This is a simple and elegant way to prepare fresh, local lobsters. If you don't have all the herbs, lemon and butter work just fine.
Ready in 45 minutes Makes 2 servings
2 California Spiny Lobster Tails*
½ cup (1 stick) unsalted butter, softened
2 cloves garlic, minced
1 tablespoon minced parsley, plus more for serving
1 tablespoon minced chives
1 tablespoon minced fresh tarragon
¼ teaspoon sea salt or more to taste
1 lemon, halved
1 Arrange California Spiny Lobster tails on a rimmed baking sheet and set in the fridge. Preheat the oven to 350°F. Make the compound butter by mixing together the butter, garlic, herbs, salt and juice from one lemon half. Season with additional salt and black pepper to taste. Transfer compound butter to fridge, covered.

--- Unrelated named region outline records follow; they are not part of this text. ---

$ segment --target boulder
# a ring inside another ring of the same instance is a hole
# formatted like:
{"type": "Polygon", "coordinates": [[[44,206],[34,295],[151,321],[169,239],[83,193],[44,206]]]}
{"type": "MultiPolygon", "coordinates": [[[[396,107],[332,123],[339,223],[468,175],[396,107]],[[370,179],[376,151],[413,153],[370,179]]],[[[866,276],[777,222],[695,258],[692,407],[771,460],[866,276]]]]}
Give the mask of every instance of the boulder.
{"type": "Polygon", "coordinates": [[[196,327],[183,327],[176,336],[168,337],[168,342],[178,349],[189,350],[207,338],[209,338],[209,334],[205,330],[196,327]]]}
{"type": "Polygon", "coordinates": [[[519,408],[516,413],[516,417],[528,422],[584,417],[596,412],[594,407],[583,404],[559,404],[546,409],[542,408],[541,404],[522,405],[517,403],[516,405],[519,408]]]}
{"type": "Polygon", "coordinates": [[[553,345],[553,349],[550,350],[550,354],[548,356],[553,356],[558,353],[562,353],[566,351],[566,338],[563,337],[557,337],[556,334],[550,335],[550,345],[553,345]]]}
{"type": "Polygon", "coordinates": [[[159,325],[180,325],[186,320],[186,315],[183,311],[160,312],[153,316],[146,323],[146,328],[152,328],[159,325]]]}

2 Remove lobster tails from fridge and set on a cutting board with the hard shell facing up (bellies down). Use kitchen shears to slice through the top of the shell, stopping at the base of the tail. Slice down into the flesh, ½-1 inch, without cutting all the way through. Use fingers to carefully spread the split tails, creating a "butterfly" look.
3 Divide the compound butter between the spit of each tail, reserving two tablespoons for serving. Be sure to pack the butter down into the tails. Bake lobsters for 25-30 minutes or until the flesh is opaque and butter is melted. Serve with remaining compound butter and lemon half. Garnish with additional parsley.
NOTE: FOR THE FRESHEST FLAVORS, DO NOT REMOVE TAIL UNTIL YOU ARE READY TO COOK.